The deposition and absorption of calcium and phosphate in bone are in balance with extracellular fluid

2021-06-07 04:21 PM

Although the mechanism by which calcium salts are deposited in osteoid is not fully understood, the control of this process seems to depend largely on pyrophosphate, which inhibits hydroxyapatite crystal formation and bone calcium deposition.

Hydroxyapatite does not precipitate in the extracellular fluid despite being oversaturated with Calcium and Phosphate ions. The concentration of calcium and phosphate ions in the extracellular fluid is significantly greater than that under conditions for precipitation of hydroxyapatite. However, inhibitors exist in most body tissues, such as plasma, to prevent these precipitations, eg: pyrophosphate. Therefore, crystalline hydroxyapatite cannot precipitate in normal tissues except in bone despite their supersaturated concentrations.

Mechanism of bone calcium deposition

Initiated by the secretion of collagen molecules (collagen monomers) and matrix (mainly proteoglycans) by osteoblasts. Collagen monomers are rapidly polymorphic to form collagen fibres; The result is “osteoid,” a material that resembles cartilage but differs in that it allows calcium salts to be deposited rapidly on it. As the osteoid forms, some of the osteoblasts become trapped within it and become dormant. At this stage, they are called bone cells (osteocytes).

Within a few days after osteoid formation, calcium salts begin to deposit on the surface of collagen fibres. The first deposition occurs only at some point along with the collagen fibre, (forming nidi minute) after this process takes place more often, growing day by day, week by week until the final product is formed, Hydroxyapatite crystals.

The calcium salts that are initially deposited are not hydroxyapatite crystals but are in the form of amorphous (noncrystalline) compounds, a mixture of salts such as CaHPO4 × 2H2O, Ca3(PO4)2 × 3H2O, and others. Then, by a process of substitution and addition of atoms, or reabsorption and re-precipitation, the salts are converted to hydroxyapatite crystals over a period of weeks or months. A few percent may remain permanently amorphous, which is important because amorphous salts can be rapidly absorbed as calcium requirements increase in the extracellular fluid.
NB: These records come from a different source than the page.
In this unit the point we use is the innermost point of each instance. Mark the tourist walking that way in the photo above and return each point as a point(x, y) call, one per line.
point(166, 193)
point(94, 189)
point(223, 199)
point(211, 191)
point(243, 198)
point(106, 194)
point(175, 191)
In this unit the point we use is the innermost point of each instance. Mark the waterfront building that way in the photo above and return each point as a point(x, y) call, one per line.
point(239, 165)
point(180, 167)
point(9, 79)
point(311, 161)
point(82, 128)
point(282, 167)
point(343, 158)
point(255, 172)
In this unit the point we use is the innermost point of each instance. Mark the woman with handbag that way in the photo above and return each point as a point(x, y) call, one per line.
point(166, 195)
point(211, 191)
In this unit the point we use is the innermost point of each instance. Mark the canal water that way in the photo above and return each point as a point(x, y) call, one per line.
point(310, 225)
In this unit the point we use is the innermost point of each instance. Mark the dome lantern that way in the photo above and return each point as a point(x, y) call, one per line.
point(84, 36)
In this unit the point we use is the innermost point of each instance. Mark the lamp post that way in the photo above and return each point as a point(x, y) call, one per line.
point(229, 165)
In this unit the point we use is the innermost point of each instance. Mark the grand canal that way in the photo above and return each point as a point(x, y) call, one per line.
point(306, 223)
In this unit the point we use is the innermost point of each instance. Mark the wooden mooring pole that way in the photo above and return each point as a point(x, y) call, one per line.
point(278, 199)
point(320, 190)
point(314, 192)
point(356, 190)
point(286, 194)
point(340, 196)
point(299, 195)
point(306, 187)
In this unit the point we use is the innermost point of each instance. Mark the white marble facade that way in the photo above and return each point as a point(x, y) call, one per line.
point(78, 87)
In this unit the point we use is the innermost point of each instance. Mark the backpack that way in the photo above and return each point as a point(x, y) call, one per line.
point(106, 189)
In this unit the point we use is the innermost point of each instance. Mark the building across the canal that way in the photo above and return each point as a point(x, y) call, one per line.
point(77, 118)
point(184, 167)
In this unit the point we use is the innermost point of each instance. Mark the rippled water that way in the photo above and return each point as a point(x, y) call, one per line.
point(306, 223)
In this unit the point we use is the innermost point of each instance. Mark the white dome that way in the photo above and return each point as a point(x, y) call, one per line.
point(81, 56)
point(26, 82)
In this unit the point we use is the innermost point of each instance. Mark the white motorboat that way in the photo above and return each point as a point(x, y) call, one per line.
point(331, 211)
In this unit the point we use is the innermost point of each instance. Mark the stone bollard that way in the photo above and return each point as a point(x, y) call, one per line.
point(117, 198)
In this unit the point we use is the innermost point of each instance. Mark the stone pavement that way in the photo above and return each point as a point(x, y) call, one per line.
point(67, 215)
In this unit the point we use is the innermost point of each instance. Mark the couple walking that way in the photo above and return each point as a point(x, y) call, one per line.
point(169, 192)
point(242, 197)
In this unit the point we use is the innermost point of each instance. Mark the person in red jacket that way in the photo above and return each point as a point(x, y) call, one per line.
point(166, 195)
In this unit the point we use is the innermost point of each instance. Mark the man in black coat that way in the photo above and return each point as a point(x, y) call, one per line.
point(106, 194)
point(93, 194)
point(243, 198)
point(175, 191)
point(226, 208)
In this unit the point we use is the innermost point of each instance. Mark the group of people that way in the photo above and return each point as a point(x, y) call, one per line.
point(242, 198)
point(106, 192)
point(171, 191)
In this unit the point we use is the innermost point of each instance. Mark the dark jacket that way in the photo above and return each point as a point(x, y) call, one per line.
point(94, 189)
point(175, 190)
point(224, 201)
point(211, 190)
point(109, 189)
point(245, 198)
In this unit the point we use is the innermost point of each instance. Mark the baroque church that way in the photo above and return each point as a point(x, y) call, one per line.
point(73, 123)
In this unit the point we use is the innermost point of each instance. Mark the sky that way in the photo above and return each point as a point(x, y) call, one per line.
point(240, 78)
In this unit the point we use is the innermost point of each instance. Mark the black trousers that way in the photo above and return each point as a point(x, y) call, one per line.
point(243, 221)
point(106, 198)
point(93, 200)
Although the mechanism by which calcium salts are deposited in osteoid is not fully understood, the control of this process seems to depend largely on pyrophosphate, which inhibits hydroxyapatite crystal formation and bone calcium deposition. The thresholds for pyrophosphate are, in turn, regulated by at least three other molecules. One of the most important molecules is a substance called tissue nonspecific alkaline phosphatase (TNAP), which helps break down pyrophosphate and keep its threshold within limits so calcium deposition can occur when needed. TNAP is secreted by osteoblasts into osteoid to neutralize pyrophosphate, and when pyrophosphate has been deactivated, spontaneous binding between collagen fibres and calcium salts causes hydroxyapatite crystallization. The importance of TNAP in bone mineralization is illustrated by tests of mice lacking the TNAP gene,

The osteoblasts also secrete at least two other substances involved in the regulation of bone calcification:

(1) nucleotide phosphodiesterase pyrophosphatase 1 (NPP1), an extracellular producer of pyrophosphate, and (2) protein ankylosis (ANK), which contributes to the extracellular catabolism of pyrophosphate by transporting it from the interior to the surface. the surface of the cell. Deficiency of NPP1 or ANK causes decreased extracellular pyrophosphate and excess calcification of bones, such as bone spurs, or even calcification of other tissues such as tendons and ligaments of the spine, which occurs in people with a form of inflammation joints called ankylosing spondylitis.

Calcium deposition in non-skeletal tissues under abnormal conditions

Although calcium salts do not normally precipitate in normal tissues adjacent to bone, under abnormal conditions they may precipitate. For example, precipitates in artery walls in arteriosclerosis and causes arteries to become tubular like bones. Likewise, calcium salts are frequently deposited in degenerated tissues or old blood clots. Presumably, in this case, the inhibitor prevents the deposition of calcium salts from disappearing in the tissues, thus allowing the deposition.